Kapı açılıp içeriye girdiği zaman karşısında büyükçe bir ekran gördü. İleriye doğru birkaç adım atarak ekranın karşına geçti ve hazırolda beklemeye başladı.

Siyah olan ekran renklenip bir adam figürü belirene kadar bekledi. Daha sonra o adam konuşmaya başladı.

"Anlat neler oluyor dışarıda?" adamın sesi soğuk ve fazlasıyla mekanikti. Normalde buraya fazla gelmezdi ve başka şekillerde iletişim kurardı onunla ama şimdi durumlar çok değişmişti.

"Efendim her yönden saldırı altındayız. Adamlarımızın büyük bölümü onlara katıldı ve bizde büyük bir panik havası hakim. Kimse ne yapacağını bilmiyor."

"Yeterli değil o ikisinin bulunması gerektiğini söyledim size ve tekrar söylüyorum onları öldüreceksiniz."

"Efendim bunun için uğraşıyoruz ama hep engel oluyorlar bize. O ikisini bulamıyoruz bile."

"Yetmez, o ikisi bugün ölmeli. En kısa zamanda. Sen fazla konuşma çünkü lafı gevelemekten başka bir şey yapmıyorsun."

"Efendim, emredersiniz."

"Dikkatli ol sende şapkalı gibi olma. Sonun ondan çok daha beter olur. Şimdi çık ve öldür şunları."

Adam yine hızlı adımlarla dışarıya çıktı. Kapının önünde bir süre durdu ve çok hızlı nefes alıp vermeye başladı. Bu esnada çok hızlı biçimde terlemeye devam ediyordu. Sakinleşmesi gerekiyordu öncelikle ama bunu yapması oldukça zordu.

Bir süre daha bekledikten sonra ilerlemeye başladı öncelikle o ikisini bulması ve öldürmesi gerekiyordu. Ancak bunun neredeyse imkansız olduğunu biliyordu. Bunu ekrandaki adamın da bilmesi gerekiyordu ama sistem dinlemezdim hicbir şeyi. Bu yüzden ona verilen görevi yapması gerekiyordu.
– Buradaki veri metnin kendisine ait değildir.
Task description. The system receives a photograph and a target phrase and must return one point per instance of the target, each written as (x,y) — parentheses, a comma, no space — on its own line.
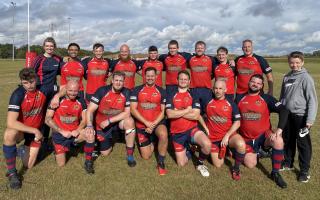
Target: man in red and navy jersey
(223,121)
(147,107)
(96,70)
(127,65)
(183,111)
(201,73)
(47,67)
(249,64)
(255,108)
(68,122)
(25,117)
(224,70)
(73,69)
(109,110)
(173,62)
(152,62)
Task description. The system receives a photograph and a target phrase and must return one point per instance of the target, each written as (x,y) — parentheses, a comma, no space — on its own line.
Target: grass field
(115,180)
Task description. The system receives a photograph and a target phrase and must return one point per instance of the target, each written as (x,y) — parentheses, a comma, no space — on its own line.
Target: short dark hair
(200,43)
(27,74)
(50,39)
(184,72)
(152,48)
(259,76)
(173,42)
(222,48)
(118,73)
(97,45)
(74,44)
(150,69)
(296,54)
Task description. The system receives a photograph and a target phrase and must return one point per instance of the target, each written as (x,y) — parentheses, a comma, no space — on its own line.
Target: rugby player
(183,112)
(249,64)
(255,108)
(109,110)
(225,70)
(174,62)
(223,121)
(68,122)
(24,119)
(147,107)
(96,70)
(127,65)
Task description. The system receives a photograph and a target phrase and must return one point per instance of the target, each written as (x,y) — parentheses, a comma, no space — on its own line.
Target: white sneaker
(203,170)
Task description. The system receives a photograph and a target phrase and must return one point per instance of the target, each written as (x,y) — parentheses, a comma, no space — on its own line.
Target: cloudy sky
(276,26)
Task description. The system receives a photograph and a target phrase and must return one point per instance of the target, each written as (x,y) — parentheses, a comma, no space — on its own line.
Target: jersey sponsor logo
(72,78)
(68,119)
(94,99)
(148,106)
(246,71)
(76,107)
(219,119)
(251,116)
(111,112)
(174,68)
(128,73)
(199,69)
(32,112)
(14,107)
(258,102)
(98,72)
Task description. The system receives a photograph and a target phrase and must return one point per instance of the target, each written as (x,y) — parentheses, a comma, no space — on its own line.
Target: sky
(276,27)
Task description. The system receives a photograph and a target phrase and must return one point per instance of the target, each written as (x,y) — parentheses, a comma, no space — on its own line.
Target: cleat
(14,181)
(161,169)
(203,170)
(304,177)
(132,163)
(286,167)
(235,175)
(88,166)
(276,177)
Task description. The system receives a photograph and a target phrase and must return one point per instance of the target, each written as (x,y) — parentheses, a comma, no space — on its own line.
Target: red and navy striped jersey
(30,106)
(97,71)
(255,114)
(110,103)
(129,68)
(179,101)
(47,69)
(149,101)
(68,115)
(246,66)
(220,116)
(201,71)
(72,70)
(226,73)
(144,64)
(174,64)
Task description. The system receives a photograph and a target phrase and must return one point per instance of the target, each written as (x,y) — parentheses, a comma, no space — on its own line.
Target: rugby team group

Sonunun şapkalı gibi olmasını istemiyordu. Onun ölümünü kendi gözleri ile görmüştü. Öldüğü anda yüzünde açan gülümsemeyi anlamlandıramamıștı bir türlü. O gülümsemenin nedenini anlamak için çok çabalamıștı ama yapmıyordu. Sanki ölmeyi istemişti o anda ama neden yapmıştı bunu. İşte bu sorunun cevabını öğrenmek için her şeyi yapardı.

Hızlı adımlarla ilerlerken etrafına emirler yağdırdı. Her emir o ikisinin bulunması ile alakalıydi. Yüksek sesle bağırdı yol boyunca. Bunun onu biraz rahatlatması gerekiyordu ama hiçbir işe yaramadı bağırmak.
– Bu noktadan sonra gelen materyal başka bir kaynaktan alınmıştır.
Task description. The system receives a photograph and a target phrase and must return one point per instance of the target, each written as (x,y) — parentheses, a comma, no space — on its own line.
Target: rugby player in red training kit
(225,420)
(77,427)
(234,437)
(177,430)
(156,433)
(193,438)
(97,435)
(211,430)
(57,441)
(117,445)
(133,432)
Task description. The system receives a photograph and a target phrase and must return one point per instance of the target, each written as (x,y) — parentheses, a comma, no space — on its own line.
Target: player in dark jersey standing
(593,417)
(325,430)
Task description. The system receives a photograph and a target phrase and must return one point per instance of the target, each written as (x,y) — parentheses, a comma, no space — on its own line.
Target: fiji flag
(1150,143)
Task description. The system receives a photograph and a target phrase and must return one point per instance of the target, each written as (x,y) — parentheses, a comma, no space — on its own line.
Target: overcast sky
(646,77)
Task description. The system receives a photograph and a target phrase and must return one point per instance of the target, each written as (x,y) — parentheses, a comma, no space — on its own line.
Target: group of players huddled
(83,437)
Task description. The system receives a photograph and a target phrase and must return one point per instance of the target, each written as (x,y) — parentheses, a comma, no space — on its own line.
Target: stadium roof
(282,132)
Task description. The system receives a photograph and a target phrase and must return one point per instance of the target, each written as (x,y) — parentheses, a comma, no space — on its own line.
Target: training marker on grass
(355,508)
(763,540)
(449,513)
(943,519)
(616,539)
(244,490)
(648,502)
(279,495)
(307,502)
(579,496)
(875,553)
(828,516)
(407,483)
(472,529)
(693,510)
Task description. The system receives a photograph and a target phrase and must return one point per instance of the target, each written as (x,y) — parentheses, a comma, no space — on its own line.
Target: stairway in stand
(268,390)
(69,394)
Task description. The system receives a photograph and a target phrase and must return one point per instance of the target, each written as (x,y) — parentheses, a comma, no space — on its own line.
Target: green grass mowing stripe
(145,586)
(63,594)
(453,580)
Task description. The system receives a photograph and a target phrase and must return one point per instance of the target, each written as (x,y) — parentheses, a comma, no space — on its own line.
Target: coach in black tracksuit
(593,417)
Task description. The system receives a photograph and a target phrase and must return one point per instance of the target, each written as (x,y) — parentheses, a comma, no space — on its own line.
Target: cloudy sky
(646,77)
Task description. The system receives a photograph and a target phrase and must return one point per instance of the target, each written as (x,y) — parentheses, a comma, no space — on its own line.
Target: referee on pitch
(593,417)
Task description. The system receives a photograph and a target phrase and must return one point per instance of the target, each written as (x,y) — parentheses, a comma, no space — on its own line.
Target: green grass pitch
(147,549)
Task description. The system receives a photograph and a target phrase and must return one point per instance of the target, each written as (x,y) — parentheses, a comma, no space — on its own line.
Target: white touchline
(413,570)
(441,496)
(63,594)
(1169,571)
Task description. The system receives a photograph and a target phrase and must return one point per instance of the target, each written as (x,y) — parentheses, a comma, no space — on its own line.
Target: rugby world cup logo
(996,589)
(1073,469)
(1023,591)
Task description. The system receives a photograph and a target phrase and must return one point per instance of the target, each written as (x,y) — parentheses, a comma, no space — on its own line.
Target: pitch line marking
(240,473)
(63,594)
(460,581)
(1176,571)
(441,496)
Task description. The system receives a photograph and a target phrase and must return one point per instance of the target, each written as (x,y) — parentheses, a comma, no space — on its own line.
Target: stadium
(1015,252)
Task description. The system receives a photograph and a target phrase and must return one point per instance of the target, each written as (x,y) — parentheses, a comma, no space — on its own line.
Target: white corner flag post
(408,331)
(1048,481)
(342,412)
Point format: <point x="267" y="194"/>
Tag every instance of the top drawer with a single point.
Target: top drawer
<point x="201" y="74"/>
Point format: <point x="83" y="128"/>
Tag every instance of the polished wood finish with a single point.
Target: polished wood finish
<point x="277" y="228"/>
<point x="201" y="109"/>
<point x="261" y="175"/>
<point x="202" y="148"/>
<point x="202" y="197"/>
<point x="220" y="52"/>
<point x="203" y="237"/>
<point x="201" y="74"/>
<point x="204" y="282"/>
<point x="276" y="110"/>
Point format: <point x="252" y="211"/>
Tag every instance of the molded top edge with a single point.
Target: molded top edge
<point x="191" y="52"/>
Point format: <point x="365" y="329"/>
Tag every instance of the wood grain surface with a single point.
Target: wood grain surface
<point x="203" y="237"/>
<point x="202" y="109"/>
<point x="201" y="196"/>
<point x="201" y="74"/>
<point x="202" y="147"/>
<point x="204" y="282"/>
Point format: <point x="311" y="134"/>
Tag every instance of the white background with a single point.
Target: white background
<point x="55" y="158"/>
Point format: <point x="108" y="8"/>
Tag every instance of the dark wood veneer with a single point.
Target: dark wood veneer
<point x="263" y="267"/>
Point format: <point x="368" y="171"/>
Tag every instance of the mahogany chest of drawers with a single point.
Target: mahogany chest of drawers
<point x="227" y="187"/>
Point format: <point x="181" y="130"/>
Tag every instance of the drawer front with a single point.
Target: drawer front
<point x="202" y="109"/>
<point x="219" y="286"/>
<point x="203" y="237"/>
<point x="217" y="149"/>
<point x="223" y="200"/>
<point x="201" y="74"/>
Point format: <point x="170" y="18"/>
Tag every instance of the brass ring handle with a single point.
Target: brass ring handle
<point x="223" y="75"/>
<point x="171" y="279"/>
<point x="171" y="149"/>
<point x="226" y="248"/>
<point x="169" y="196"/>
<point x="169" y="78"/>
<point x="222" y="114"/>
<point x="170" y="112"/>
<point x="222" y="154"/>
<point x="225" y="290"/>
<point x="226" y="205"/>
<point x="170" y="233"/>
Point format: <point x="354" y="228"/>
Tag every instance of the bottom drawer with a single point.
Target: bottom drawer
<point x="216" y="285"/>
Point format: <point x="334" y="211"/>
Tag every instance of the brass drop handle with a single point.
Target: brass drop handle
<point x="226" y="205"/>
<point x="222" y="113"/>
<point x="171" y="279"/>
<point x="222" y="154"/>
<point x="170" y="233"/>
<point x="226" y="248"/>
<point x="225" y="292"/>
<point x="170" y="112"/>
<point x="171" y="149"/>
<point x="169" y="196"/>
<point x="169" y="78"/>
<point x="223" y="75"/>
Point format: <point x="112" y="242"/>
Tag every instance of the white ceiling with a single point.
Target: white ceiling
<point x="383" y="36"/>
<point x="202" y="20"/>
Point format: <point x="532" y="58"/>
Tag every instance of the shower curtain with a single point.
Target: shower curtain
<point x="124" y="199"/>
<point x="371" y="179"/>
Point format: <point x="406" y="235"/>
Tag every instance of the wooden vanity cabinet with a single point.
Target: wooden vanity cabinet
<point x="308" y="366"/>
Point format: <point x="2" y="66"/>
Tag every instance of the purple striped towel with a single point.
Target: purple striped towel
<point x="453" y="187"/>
O ikisinin nerede olduğunu bulması gerekiyordu ve sonra onları öldürmesi. Ancak onlar nerede olabilirdi. Aslında bir fikri vardı ama o ikisi kurulan tüm illüzyonları kaldıracak kadar çılgın olamazdı. Eğer böyleyse deliyi bulmuşlar demekti ve nerede olduklarını çok iyi biliyordu. Çıkmadan önce silahlarını aldı ve etrafına biraz daha bağırdı. Şimdi o ikisini bulma zamanı gelmişti ve belki sorularına cevap bulabilirdi biraz.

Onun için cevapları bulma daha önemliydi sanki. Sistemin emirlerini zaten yapardı o, zaten öldürürdü onları. Nasıl olsa daha önce çok kişiyi öldürmüştü. Onun için bir önemi yoktu onların. Bir eksik veya bir fazla bir şey değişmezdi.
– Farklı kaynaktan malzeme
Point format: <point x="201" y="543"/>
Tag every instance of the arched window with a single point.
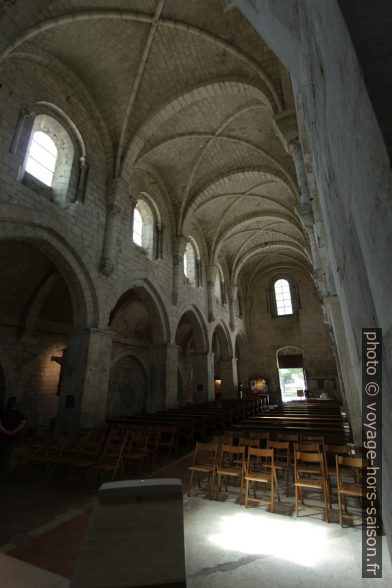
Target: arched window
<point x="137" y="227"/>
<point x="143" y="226"/>
<point x="42" y="158"/>
<point x="218" y="288"/>
<point x="283" y="297"/>
<point x="190" y="263"/>
<point x="54" y="157"/>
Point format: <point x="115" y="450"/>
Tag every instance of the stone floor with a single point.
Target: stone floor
<point x="226" y="544"/>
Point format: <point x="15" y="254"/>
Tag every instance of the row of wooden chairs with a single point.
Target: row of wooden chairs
<point x="112" y="452"/>
<point x="251" y="465"/>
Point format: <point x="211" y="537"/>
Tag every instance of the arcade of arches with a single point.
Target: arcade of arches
<point x="199" y="110"/>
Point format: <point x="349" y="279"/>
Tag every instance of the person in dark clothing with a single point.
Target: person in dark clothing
<point x="12" y="420"/>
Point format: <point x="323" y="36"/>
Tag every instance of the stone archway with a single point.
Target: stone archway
<point x="127" y="393"/>
<point x="225" y="366"/>
<point x="37" y="299"/>
<point x="138" y="367"/>
<point x="193" y="359"/>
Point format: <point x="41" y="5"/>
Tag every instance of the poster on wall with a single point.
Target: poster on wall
<point x="258" y="385"/>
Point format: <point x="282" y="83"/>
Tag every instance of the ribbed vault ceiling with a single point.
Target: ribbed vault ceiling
<point x="186" y="89"/>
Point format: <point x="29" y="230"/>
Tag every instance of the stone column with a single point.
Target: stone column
<point x="85" y="377"/>
<point x="178" y="266"/>
<point x="203" y="376"/>
<point x="287" y="130"/>
<point x="163" y="384"/>
<point x="229" y="377"/>
<point x="348" y="363"/>
<point x="118" y="189"/>
<point x="233" y="292"/>
<point x="212" y="272"/>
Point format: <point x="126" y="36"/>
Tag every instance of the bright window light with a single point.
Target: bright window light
<point x="299" y="542"/>
<point x="283" y="297"/>
<point x="137" y="228"/>
<point x="42" y="157"/>
<point x="189" y="263"/>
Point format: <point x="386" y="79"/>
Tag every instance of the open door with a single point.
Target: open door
<point x="292" y="378"/>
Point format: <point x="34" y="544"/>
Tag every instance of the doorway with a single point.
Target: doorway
<point x="292" y="384"/>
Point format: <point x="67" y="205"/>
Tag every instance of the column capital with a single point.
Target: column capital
<point x="286" y="129"/>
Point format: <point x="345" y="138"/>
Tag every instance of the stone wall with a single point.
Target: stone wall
<point x="305" y="331"/>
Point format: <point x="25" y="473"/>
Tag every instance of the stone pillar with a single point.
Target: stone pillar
<point x="233" y="292"/>
<point x="159" y="242"/>
<point x="85" y="377"/>
<point x="229" y="377"/>
<point x="178" y="266"/>
<point x="164" y="386"/>
<point x="287" y="130"/>
<point x="348" y="363"/>
<point x="203" y="376"/>
<point x="118" y="190"/>
<point x="212" y="272"/>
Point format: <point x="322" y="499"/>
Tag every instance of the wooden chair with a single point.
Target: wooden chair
<point x="349" y="467"/>
<point x="282" y="459"/>
<point x="247" y="443"/>
<point x="90" y="447"/>
<point x="306" y="438"/>
<point x="110" y="461"/>
<point x="36" y="448"/>
<point x="262" y="437"/>
<point x="310" y="474"/>
<point x="291" y="437"/>
<point x="136" y="449"/>
<point x="49" y="450"/>
<point x="204" y="463"/>
<point x="167" y="442"/>
<point x="231" y="465"/>
<point x="260" y="469"/>
<point x="330" y="451"/>
<point x="69" y="452"/>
Eskisi gibi dolu olmayan sokakta ilerledi. Eskiden her yerde adamları vardı şimdi ise büyük oranda azalmıştı sayıları. Şapkalının ölümünden sonra ne olduysa sayıları azalmıştı. Sahi o nasıl ihanet etmişti sisteme. Buna da anlam vermiyordu belki öğrenebilirdi cevapları. Her şey bir belkiden oluşuyordu zaten.

Adamın onları bulması ve öldürmesi gerekiyordu en kısa zamanda. Yoksa sistem bundan hiç memnun olmazdı ve sonu aynı şapkalı gibi olurdu.